Kampf gegen den IS: Italiens Bereitschaft wächst – die Angst auch

Seit Montag fliegen die USA Angriffe auf Stellungen des Islamischen Staates in Libyen. Italien könnte für diese Operation schon bald eine sehr gewichtige Rolle spielen.

Szenen aus Sirte: Die Hafenstadt am Mittelmeer wird vom IS kontrolliert.
Szenen aus Sirte: Die Hafenstadt am Mittelmeer wird vom IS kontrolliert. - Foto: © APA/AFP

Wie berichtet, hat das US-Militär am Montag damit begonnen, IS-Stellungen in Libyen anzugreifen. Die libysche Einheitsregierung hatte die Vereinigten Staaten darum gebeten. Vor allem Sirte, eine Hafenstadt direkt am Mittelmeer, ist von den Angriffen betroffen. Die 80.000-Einwohner-Stadt war 2015 vom IS eingenommen worden und gilt nun als Hochburg der Islamisten in Libyen.

Italien für größeres Engagement bereit

Italien beobachtet die US-Angriffe genau. Die USA betreiben mehrere Stützpunkte in Italien, darunter einen auf Sizilien. Der Luftwaffenstützpunkt in Sigonella war dieser Tage ins Visier der internationalen Politik geraten: Die US-Truppen könnten ihre Angriffe auf den IS in Libyen von Sizilien aus starten, war angeregt worden.

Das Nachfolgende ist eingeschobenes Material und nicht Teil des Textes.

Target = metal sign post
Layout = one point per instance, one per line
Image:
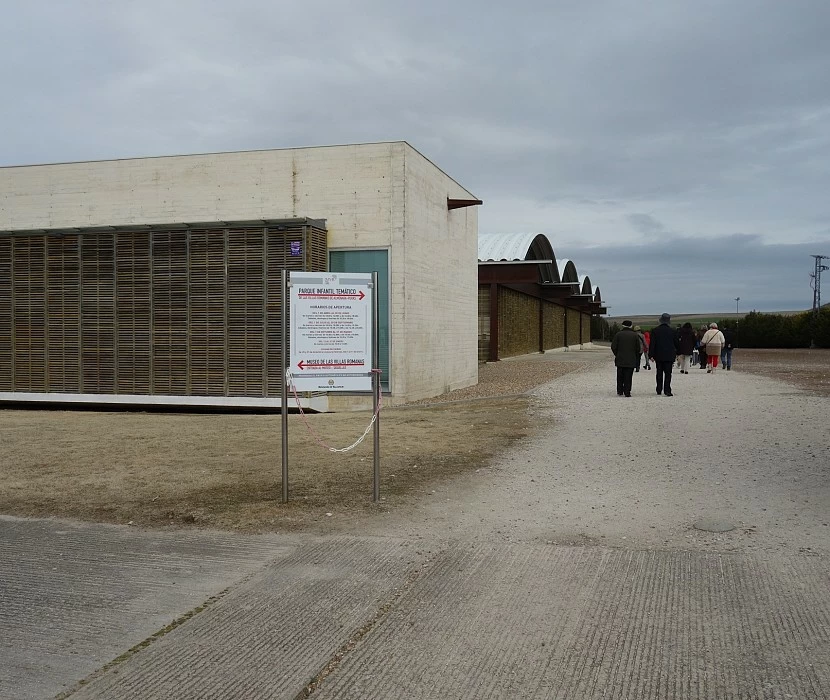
(375, 389)
(333, 345)
(284, 404)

Zu diesem Vorhaben nahm Verteidigungsministerin Roberta Pinotti am Mittwoch Stellung: „Die Regierung ist bereit, eine Anfrage auf Nutzung der Stützpunkte und des italienischen Luftraums positiv zu bewerten, wenn dies einem schnelleren und wirksameren Abschluss der laufenden Operation dienlich ist“, erklärte sie. Italien, so betonte die Ministerin, habe den Kampf gegen den IS schon immer überzeugt unterstützt.

Die Angst vor Terror wächst

Im Staat mehren sich indessen die Ängste, dass Italien, durch ein stärkeres Engagement im Kampf gegen den IS, ins Visier der Islamisten rücken könnte. Am Mittwoch veröffentlichte eine terroristische Gruppe, die dem IS nahe stehen soll, ein Video, in dem Angriffe auf Israel und Rom angekündigt werden. Die Piazza Navona ist im Video zu sehen.

Italien verschärfte indessen seine Offensive zur Vorbeugung von Anschlägen. Die römische Polizei richtete rund um das Kolosseum, um den Petersplatz und entlang der Shopping-Meile Via del Corso Polizeisperren und zusätzliche Kontrollen ein.